Leonardo DiCaprio sleeps with the fishes

June 24, 1999|By Kevin Cowherd

EVERY ONCE in a while, you come across something in the newspaper so profoundly disturbing that you just want to go back to bed and pull the covers over your head.

This happened to me the other morning.

The sun was shining and the birds were chirping and I was on the back deck, enjoying my fourth cup of coffee and vibrating like a cheap motel bed, which is how you need to be in order to read the paper sometimes.

And there it was, a short item on Page 2 of this very section.

This is what it said: A fourth "Godfather" movie was in the works. And one of the actors already signed on was Leonardo DiCaprio.

I'm not exactly sure what happened next, except suddenly everything started to spin and I was gasping for breath.

And a voice inside my head screamed:

Leonardo DiCaprio?! In a "Godfather" movie?!

Is it me or is this the most sacrilegious thing you've ever heard? Since when do mopey teen heartthrobs land a role in "Godfather" flicks?

This is like hearing that 28 years ago, Francis Ford Coppola looked around for someone to play Don Corleone in the original "Godfather" and chose David Cassidy.

Or that when he was casting the role of young Vito Corleone in "The Godfather Part II," Coppola said: "Maybe we should look at that Chachi guy on `Happy Days.' "

Or that when it was time to cast the trigger-happy nephew in "The Godfather Part III," Coppola said: "I don't see anyone except Michael J. Fox playing this part, do you?"

I've heard about casting against type, going for a fresh face. But . . . Leonardo DiCaprio?!

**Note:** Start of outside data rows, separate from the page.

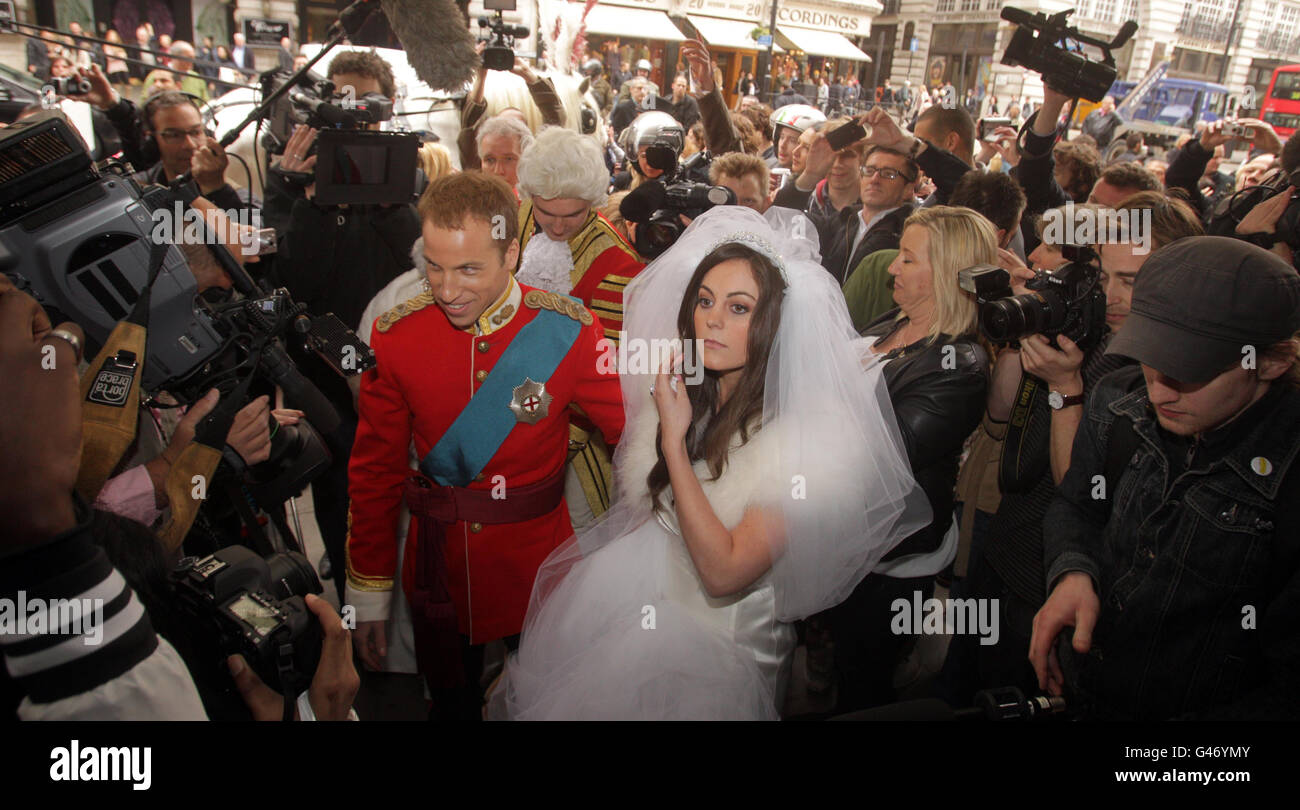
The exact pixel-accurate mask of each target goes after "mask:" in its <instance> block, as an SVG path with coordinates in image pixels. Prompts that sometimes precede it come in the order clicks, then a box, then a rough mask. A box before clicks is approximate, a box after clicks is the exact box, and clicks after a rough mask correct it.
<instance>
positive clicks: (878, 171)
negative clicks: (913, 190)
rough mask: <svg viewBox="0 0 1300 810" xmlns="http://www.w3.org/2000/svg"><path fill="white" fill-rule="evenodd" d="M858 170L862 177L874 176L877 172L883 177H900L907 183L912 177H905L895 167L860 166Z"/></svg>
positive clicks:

Look, there should be one and only one criterion for landing a starring role in a "Godfather" movie. And that criterion is this: You have to look like you could whack somebody.

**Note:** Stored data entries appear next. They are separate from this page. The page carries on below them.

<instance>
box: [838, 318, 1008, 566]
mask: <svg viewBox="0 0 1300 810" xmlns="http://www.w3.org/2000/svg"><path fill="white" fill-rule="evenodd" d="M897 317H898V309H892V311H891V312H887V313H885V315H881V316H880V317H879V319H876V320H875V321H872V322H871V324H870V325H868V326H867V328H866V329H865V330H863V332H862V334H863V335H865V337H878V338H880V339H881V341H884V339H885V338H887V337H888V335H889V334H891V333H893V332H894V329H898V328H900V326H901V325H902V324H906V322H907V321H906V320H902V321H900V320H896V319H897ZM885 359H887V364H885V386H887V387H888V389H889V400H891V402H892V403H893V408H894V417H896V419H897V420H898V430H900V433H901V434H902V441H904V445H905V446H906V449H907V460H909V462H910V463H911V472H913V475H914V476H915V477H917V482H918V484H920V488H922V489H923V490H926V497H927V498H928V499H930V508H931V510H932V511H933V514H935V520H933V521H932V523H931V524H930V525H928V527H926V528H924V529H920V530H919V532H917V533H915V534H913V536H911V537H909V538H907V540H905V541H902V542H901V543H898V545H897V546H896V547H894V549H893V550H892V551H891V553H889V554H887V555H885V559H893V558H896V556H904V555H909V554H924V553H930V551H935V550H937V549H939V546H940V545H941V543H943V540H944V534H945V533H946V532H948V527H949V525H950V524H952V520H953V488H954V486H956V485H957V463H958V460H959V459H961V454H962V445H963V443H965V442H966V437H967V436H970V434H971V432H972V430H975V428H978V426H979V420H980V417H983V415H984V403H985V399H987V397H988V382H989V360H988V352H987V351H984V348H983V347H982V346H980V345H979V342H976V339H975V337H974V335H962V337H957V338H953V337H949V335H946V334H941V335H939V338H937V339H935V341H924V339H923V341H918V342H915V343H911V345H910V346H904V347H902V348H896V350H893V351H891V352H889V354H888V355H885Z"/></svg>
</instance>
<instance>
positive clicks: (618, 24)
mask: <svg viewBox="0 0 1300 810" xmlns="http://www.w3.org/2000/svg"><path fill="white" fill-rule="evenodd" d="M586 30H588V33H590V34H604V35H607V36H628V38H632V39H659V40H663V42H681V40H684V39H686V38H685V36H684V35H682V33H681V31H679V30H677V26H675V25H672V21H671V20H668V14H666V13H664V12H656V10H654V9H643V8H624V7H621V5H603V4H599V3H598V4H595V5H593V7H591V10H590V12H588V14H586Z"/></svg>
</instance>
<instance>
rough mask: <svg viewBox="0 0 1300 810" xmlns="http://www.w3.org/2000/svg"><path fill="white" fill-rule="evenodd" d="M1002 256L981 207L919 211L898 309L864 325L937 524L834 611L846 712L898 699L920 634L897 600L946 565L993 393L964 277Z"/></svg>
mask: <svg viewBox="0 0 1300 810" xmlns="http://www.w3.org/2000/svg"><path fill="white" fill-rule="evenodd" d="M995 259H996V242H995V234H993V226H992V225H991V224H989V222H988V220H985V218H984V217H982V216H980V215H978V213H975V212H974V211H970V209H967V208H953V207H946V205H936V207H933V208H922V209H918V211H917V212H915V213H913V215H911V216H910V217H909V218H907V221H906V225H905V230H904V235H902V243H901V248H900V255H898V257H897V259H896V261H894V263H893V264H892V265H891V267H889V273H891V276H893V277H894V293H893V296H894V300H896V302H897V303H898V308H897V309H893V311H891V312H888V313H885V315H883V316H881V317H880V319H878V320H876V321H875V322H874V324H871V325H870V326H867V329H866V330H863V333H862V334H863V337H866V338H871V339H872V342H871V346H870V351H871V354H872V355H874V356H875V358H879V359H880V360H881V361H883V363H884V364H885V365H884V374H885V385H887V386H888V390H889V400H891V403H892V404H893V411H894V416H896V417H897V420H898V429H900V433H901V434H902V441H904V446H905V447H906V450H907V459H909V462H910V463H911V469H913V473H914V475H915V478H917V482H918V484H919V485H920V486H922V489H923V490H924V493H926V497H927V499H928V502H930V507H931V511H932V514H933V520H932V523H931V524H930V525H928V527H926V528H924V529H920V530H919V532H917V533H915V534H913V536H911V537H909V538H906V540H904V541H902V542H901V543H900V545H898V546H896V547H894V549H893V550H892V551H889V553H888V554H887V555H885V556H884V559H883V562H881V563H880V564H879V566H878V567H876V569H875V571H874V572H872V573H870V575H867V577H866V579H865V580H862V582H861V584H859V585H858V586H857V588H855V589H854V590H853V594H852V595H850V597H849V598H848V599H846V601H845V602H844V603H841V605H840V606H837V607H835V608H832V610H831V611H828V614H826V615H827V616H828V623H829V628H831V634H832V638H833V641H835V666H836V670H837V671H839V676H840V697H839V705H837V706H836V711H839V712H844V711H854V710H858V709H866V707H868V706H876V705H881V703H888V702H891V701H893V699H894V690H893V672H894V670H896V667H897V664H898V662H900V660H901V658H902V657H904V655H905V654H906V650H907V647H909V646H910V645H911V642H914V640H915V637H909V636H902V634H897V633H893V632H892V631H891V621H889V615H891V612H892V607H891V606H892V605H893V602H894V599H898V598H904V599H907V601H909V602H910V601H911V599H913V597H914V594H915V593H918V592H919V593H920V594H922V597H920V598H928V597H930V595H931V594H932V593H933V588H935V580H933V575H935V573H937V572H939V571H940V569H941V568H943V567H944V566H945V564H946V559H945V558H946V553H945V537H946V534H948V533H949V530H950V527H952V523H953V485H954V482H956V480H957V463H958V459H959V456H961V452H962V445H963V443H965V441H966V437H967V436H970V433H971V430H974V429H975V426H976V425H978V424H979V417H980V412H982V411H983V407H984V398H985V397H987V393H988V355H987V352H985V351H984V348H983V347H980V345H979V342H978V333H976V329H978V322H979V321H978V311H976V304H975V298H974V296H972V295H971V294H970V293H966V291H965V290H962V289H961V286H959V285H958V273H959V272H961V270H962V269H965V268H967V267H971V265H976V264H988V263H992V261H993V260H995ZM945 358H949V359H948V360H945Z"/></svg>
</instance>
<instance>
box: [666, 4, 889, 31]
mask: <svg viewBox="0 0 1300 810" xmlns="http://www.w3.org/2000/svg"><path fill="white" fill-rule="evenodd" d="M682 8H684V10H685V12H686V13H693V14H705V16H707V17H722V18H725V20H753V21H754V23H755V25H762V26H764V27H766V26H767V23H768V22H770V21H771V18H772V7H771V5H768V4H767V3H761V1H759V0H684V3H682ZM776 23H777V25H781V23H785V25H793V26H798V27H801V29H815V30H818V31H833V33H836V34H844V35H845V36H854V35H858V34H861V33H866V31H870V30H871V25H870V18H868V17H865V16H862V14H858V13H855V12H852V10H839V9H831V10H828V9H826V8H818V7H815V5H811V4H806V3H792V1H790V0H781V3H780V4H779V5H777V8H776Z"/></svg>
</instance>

Or have somebody whacked for you.

You have to look like you could strangle someone across a polished bar with a length of piano wire.

Or put a bullet in a guy's head while you sit behind him in a dark, late-model sedan, taking pains not to damage the cannolis.

You have to look like you could pick up the phone and calmly order someone to chop off the head of a thoroughbred race horse and place it in the bed of a movie mogul who's giving you a hard time.

Or that you could celebrate your child's baptism with the wholesale massacre of your former business associates.

Now I ask you: Does Leonardo DiCaprio look like someone who could do all this?

I don't think so.

Leonardo DiCaprio looks like someone who, if he got really, really mad at you, would tell his limo driver not to give you a lift downtown.

Or, if the two of you were at a restaurant together, he'd refuse to pass you the sugar for your iced tea.

Think of the rugged giants who played in the original "Godfather": Marlon Brando, James Caan, Al Pacino, Robert Duvall.

Every one of them looked like they could feed you to the wolves and watch the whole thing while they ate their breakfast.

Even the supporting actors in the original "Godfather" looked like they'd whack you in a heartbeat.

Abe Vigoda as Tessio, Richard Castellano as Clemenza, the guy who played Luca Brasi -- if I owed money to any of those guys, I'd be out of the country on the next plane.

The other thing about Leonardo DiCaprio in a "Godfather" movie is this: I am just now getting over all the hype and hoopla that surrounded this guy in "Titanic."

For months, I had to walk into my 13-year-old daughter's bedroom, which had become a Leonardo DiCaprio shrine, and see pictures of this guy and his thick collagen-enhanced lips plastered all over the walls.

Believe me, the last thing I need now is to go see "Godfather IV" in a crowded movie theater and turn around and find my daughter and her friends screaming "Leo!" whenever this guy's on the screen.

One more litmus test for a role in a "Godfather" movie:

Remember the classic scene in the original "Godfather" where Sonny, enraged because his brother-in-law has been cuffing around his sister, beats the heck out of the brother-in-law with a garbage can lid?

Could you ever -- ever -- envision Leonardo DiCaprio playing that part?

Thank you. I rest my case.

What's next: one of the Backstreet Boys playing a rival mob boss?

Ooooh. Just felt a chill go through me.